Sonaba como una verdadera súplica y no tuvimos otra opción que prometer en silencio.

Church insistió:

—Será mejor que te levantes de ahí ya.

—No puedo —dijo Annie—. No puedo levantarme, Church.

—¿No quieres?

Negó con la cabeza tanto como pudo.

—Voy a decírselo a tu mamá, Annie —dijo él—. Si no sales del fondo de esa zanja y vas a casa, iré directo a decírselo a tu mamá.

De repente, el rostro de Annie se puso blanco de nuevo, y enterró las manos en los costados de la zanja, apretando la húmeda arcilla roja que rezumaba por entre sus dedos. Empezó a gritar de nuevo.

—Me voy a casa —dijo Church—. No me quedaré aquí.

Yo también tenía miedo, pero me parecía mal irnos y dejarla ahí tumbada gritando en el fondo de la zanja. Sujeté a Church por la manga. Un poco más de tierra se soltó bajo nuestras manos y cayó rodando a la zanja al lado de Annie. Ella no parecía notarlo.

Cuando dejó de gritar y abrió los ojos y miró hacia nosotros, no parecía Annie para nada. El color no había vuelto a sus mejillas.

—No se lo digas a nadie, Ray, ni tú, Church —dijo débilmente—. ¿Prometido?
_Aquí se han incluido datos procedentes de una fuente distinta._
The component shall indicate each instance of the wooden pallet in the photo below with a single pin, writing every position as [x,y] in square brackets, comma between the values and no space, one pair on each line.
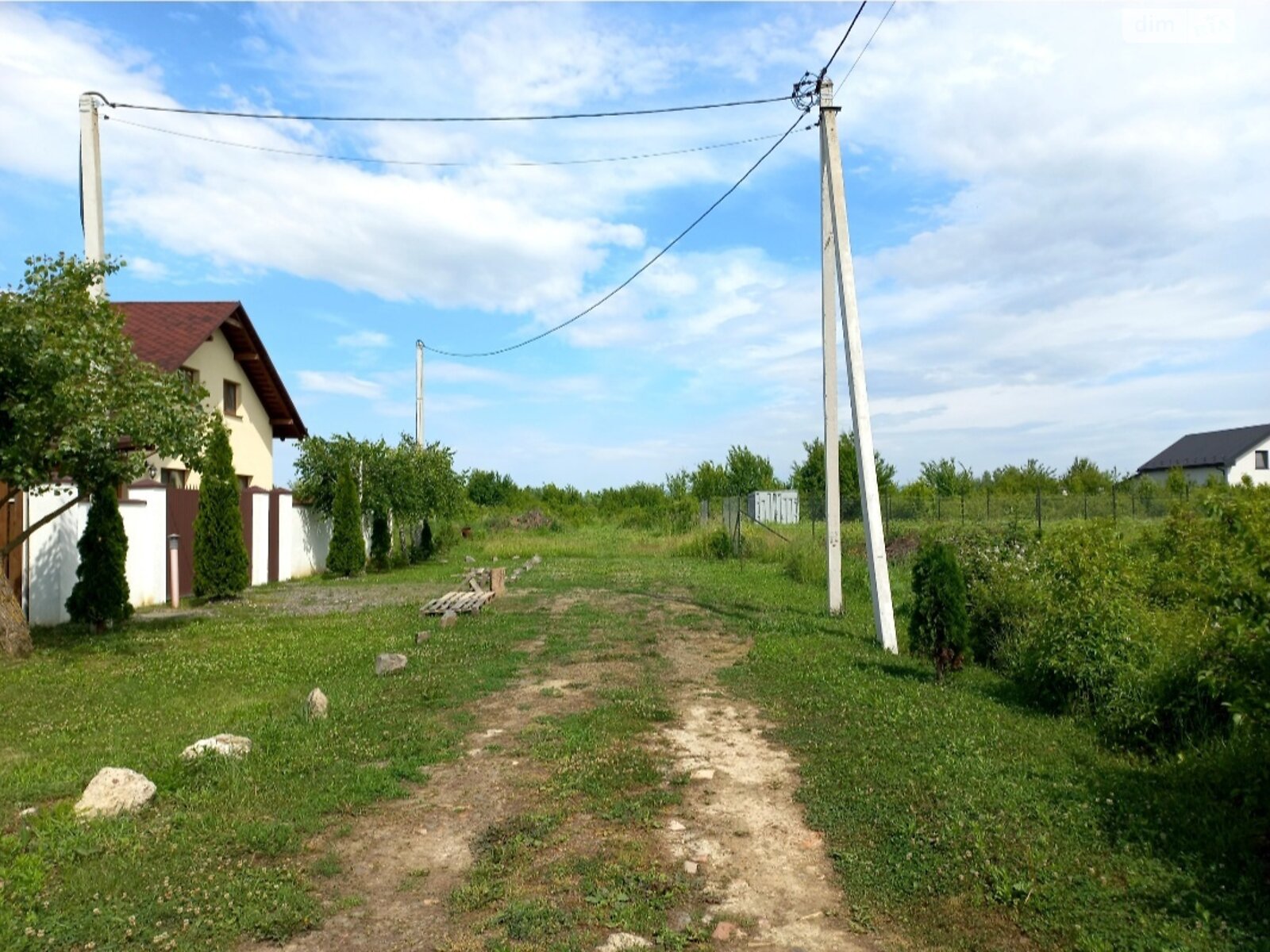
[459,602]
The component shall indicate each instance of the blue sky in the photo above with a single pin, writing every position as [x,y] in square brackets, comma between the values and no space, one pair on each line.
[1060,230]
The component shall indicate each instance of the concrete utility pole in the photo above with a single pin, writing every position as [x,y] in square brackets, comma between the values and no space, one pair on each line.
[418,393]
[829,353]
[90,187]
[876,543]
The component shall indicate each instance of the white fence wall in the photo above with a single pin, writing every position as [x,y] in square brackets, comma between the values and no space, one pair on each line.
[260,539]
[310,541]
[51,555]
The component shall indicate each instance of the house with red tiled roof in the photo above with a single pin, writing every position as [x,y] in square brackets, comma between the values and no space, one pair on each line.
[216,346]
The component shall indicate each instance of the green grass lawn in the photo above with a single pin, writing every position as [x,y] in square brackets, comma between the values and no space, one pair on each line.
[956,816]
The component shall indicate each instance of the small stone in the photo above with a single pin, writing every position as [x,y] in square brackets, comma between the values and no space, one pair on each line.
[222,744]
[389,663]
[724,931]
[114,790]
[318,704]
[624,939]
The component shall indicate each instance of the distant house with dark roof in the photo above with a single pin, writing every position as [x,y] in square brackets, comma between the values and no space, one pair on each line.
[215,344]
[1229,455]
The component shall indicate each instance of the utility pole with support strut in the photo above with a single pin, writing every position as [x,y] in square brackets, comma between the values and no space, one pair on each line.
[418,393]
[90,187]
[876,543]
[829,352]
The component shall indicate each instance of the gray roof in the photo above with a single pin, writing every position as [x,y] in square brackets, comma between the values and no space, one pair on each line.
[1217,448]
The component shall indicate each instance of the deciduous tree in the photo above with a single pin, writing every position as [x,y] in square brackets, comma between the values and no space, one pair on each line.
[75,401]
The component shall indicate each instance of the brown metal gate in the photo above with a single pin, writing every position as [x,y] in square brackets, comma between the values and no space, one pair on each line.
[182,509]
[10,526]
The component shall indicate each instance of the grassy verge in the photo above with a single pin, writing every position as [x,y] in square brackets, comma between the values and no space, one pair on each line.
[219,854]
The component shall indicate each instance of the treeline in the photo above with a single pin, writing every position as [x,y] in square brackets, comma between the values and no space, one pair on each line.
[410,495]
[671,503]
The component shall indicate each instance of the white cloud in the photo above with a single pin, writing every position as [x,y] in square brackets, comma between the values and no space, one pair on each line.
[362,340]
[340,384]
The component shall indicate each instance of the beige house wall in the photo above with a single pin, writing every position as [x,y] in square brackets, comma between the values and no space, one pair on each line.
[251,432]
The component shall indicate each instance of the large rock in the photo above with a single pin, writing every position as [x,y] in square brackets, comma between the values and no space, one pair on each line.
[318,704]
[222,744]
[389,663]
[622,941]
[114,790]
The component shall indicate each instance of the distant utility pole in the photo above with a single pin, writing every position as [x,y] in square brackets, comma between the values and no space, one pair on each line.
[829,352]
[876,543]
[418,393]
[90,187]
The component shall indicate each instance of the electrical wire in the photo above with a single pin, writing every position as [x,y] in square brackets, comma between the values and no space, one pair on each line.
[868,42]
[438,165]
[283,117]
[838,48]
[702,217]
[643,268]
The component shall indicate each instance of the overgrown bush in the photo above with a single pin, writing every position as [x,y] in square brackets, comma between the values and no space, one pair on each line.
[347,552]
[101,593]
[937,626]
[220,554]
[381,543]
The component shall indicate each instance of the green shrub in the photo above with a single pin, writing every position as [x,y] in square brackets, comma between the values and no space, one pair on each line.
[1003,590]
[220,552]
[381,543]
[937,626]
[1091,635]
[101,593]
[347,554]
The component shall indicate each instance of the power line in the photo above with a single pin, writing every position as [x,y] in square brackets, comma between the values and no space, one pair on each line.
[838,48]
[283,117]
[868,41]
[437,165]
[696,221]
[643,268]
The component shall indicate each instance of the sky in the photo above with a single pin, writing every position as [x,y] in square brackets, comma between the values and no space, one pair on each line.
[1060,217]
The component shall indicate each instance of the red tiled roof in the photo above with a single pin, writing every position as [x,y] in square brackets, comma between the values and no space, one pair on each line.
[165,333]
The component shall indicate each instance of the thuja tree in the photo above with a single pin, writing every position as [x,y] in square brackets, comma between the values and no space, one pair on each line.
[101,593]
[939,626]
[347,554]
[220,552]
[75,401]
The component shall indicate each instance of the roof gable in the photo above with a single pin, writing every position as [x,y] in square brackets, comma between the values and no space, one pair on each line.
[1214,448]
[165,333]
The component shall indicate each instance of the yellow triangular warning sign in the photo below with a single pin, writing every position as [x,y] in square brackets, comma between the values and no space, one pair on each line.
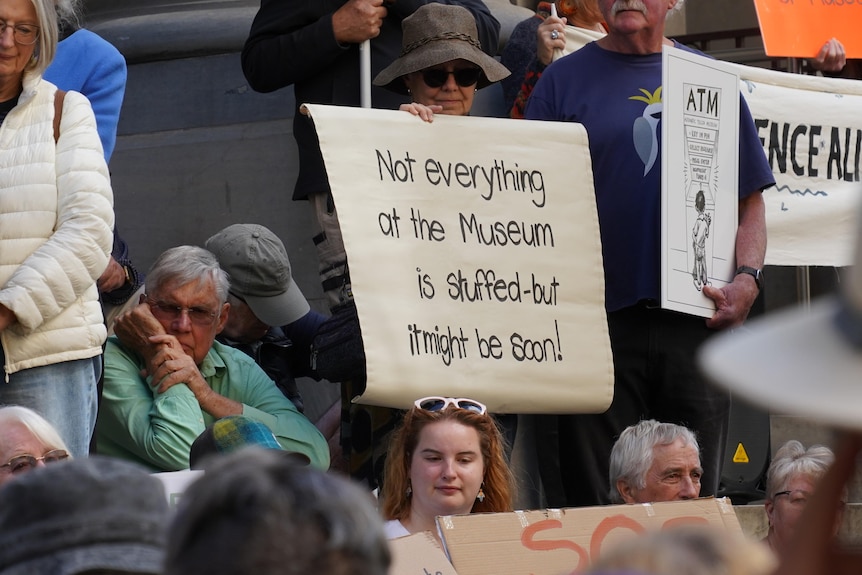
[740,456]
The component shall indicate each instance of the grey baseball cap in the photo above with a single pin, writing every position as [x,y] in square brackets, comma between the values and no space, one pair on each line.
[75,516]
[259,270]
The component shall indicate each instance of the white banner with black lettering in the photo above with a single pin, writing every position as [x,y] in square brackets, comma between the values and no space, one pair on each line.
[475,258]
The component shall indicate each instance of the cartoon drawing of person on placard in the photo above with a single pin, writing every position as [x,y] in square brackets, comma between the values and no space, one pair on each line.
[699,233]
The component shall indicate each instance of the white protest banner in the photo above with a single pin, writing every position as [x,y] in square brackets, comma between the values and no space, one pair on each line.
[475,258]
[700,134]
[811,130]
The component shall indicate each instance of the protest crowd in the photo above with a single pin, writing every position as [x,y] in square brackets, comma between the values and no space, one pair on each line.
[118,380]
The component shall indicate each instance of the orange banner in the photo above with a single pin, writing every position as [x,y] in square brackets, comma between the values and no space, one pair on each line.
[799,28]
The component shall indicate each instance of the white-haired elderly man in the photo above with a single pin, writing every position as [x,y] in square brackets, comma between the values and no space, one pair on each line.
[654,461]
[613,87]
[167,379]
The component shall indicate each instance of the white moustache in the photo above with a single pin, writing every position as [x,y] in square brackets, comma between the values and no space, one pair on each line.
[622,5]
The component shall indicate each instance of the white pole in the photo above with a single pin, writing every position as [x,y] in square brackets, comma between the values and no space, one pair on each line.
[365,74]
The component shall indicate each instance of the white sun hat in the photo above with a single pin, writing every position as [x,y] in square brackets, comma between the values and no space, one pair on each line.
[805,362]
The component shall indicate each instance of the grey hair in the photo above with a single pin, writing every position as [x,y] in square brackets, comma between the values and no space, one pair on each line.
[46,15]
[793,459]
[184,265]
[258,511]
[40,427]
[632,454]
[68,14]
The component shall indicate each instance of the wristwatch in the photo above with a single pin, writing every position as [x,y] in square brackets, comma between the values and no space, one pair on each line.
[755,273]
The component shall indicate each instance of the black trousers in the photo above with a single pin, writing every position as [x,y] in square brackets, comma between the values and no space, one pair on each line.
[655,377]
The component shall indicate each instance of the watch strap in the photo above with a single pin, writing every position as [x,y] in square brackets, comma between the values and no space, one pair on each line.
[753,272]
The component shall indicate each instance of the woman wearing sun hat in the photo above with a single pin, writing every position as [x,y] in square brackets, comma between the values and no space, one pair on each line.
[441,64]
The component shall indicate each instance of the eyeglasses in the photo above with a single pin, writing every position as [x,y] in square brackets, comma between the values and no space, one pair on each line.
[441,403]
[464,77]
[797,498]
[171,312]
[22,463]
[25,34]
—¿Por qué no? —dijo Church. ¿Por qué no quieres que se lo digamos a nadie?

—Estoy teniendo un crío —dijo ella, y cerró los ojos.

Church se asomó tanto hacia adelante que un puñado entero de arcilla y arena se soltó y cubrió uno de los pies de Annie. Retrocedimos del borde sin levantarnos hasta estar a diez metros de distancia.

—Vámonos de aquí —dijo Church, conteniendo el aliento mientras hablaba—. Quiero irme a casa.

Corrimos a través del campo. A medio camino recordé los costales de nueces que habíamos dejado en la zanja, pero no le dije nada a Church. Cuando alcanzamos la arboleda, Church estaba sin aliento, y tuvimos que detenernos un minuto y apoyarnos contra un árbol para recuperar el aire.

—¿Crees que Annie va a morir, Ray? —me preguntó, conteniendo el aliento entre las palabras y casi ahogándose cada vez que las pronunciaba.

No supe qué decir. Eché a correr de nuevo, y Church comenzó a llorar porque se quedaba atrás. Cuando llegamos al campo detrás del establo de P.G. Howard, Church lloraba tanto que no podía ver hacia dónde iba. Dos veces o más cayó y rodó de cabeza, pero no me detuve a esperar a que me alcanzara. Solo seguí corriendo hasta llegar a la puerta de mi casa.